To be sure, the prospect of the once munificent British state sharply cutting benefits for children of middle-class families, making students pay much more for their schooling and cutting jobs and the pay of public sector workers has led to a backlash from the country’s labor unions.

“Today, the fight begins,” David Prentis, the general secretary of Unison, the country’s largest union, exhorted participants at a rally on Tuesday. “Hands off our public services.”

The second Times piece was written by Sarah Lyall, reporting from London, and Alan Cowell from Paris. Julia Werdigier contributed reporting from London. Here are some selected excerpts:

"The coalition government is gambling that the reductions in public outlays will stimulate the private sector and restart growth, rather than send the economy back into a tailspin, [Sue, the emphasis is mine, and I must comment that I have never heard anything so stupid in all my years of studying economics] as liberal economists have warned.

Britain has been bracing for the cuts for months, after Mr. Osborne announced in June the details of the so-called spending review, but Wednesday was the first time the government had set out its plans, department by department.

Mr. Osborne said that 490,000 public sector jobs would be lost over the next four years, some to attrition. At the same time, payments to the long-term unemployed who fail to seek jobs will be cut, he said, saving $11 billion a year. Additionally, he said, a new 12-month limit will be imposed on long-term jobless benefits, and measures will be taken to curb benefit fraud.

Mr. Osborne said an increase in the official retirement age to 66 from 65 would start in 2020 — four years sooner than planned — saving $8 billion a year. Britain has already said it will stop paying child benefit payments to people earning more than around $70,000 a year.

This morning's Times editorial is worth quoting in full:

BRITAIN'S AUSTERITY OVERDOSE
There is a time and a place for aggressive deficit reduction. Now is not the time, especially not in Britain. The deep spending cuts announced by Prime Minister David Cameron’s government will hobble public services, strain poor families’ budgets and weaken Britain’s influence abroad. They could suffocate a feeble recovery.

Mr. Cameron and his team appear to be driven solely by Conservative Party articles of faith. They are gambling on the improbable theory that in a period of weak consumer demand, the private sector will generate enough business activity to replace the $130 billion the government will be withdrawing from the economy over the next four and half years. We are not sure why the Liberal Democrats, the coalition’s junior partners, are going along.

On average, government departments will have to slash their spending by an average of nearly 20 percent.
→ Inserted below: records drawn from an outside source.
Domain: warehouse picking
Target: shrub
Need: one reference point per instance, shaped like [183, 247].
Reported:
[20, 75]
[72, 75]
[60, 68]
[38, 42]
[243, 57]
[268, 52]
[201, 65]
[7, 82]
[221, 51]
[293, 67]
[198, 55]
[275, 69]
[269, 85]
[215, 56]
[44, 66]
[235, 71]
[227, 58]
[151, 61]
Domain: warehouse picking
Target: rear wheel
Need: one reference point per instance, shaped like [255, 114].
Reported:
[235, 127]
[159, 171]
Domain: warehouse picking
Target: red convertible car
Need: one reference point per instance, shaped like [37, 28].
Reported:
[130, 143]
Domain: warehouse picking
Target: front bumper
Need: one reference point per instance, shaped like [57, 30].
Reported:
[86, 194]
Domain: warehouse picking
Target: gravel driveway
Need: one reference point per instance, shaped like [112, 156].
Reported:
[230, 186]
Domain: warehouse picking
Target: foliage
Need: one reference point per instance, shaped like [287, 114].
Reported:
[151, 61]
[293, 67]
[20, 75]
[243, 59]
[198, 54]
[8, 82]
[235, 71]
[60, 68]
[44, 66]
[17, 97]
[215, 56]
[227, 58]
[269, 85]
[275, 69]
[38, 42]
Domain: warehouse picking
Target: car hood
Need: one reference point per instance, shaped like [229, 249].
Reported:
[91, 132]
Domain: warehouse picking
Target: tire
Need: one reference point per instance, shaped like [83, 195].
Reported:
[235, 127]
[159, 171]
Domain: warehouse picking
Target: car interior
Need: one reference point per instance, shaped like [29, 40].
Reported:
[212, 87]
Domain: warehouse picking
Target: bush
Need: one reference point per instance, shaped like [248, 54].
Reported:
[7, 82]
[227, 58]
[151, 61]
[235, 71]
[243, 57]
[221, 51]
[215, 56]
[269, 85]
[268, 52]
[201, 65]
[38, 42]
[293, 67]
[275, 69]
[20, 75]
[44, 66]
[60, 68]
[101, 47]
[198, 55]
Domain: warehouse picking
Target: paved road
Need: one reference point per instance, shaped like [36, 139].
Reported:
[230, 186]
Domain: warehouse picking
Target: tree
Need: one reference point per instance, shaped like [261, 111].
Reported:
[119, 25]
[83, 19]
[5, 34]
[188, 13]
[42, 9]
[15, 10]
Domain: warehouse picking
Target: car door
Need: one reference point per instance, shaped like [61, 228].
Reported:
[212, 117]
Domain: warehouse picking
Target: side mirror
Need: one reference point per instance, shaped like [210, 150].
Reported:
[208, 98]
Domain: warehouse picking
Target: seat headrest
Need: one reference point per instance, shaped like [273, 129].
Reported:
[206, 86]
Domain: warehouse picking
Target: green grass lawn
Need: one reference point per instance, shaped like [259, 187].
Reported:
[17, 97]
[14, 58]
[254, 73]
The National Health Service was shielded from cuts, and after a last-minute intervention by Mr. Cameron at Washington’s behest, the military budget will be cut by only 8 percent.

Most military reductions will come through sensible retrenchments like delaying the replacement of Britain’s nuclear missile submarines and drawing down British forces stationed in Germany. But they will still require significant reductions in the number of British troops available for any new major NATO operations.

Shielding the military and the health service, while essential, required cutting more recklessly elsewhere. Nearly 500,000 public jobs (out of 6 million) will be eliminated. Long-term unemployment benefits will be cut off after 12 months. Public housing tenants will pay higher rents. School construction will be cut by 60 percent.

Recession, bank rescues and short-term stimulus spending pushed Britain’s deficit up to 11.5 percent of total economic output, even higher than the United States’ 10.7 percent. Both countries will have to bring those numbers down over time. But otherwise healthy economies can afford to run fiscal deficits in times of weak private sector growth. In fact, they cannot afford not to.

Britain’s deficits did not spawn bond market panics. Interest rates remained low. That left room for a nuanced policy that relied on a reviving economy to boost tax receipts and deferred major spending cuts until a solid recovery was under way. Unfortunately, Britain’s leaders chose posture over sound economics.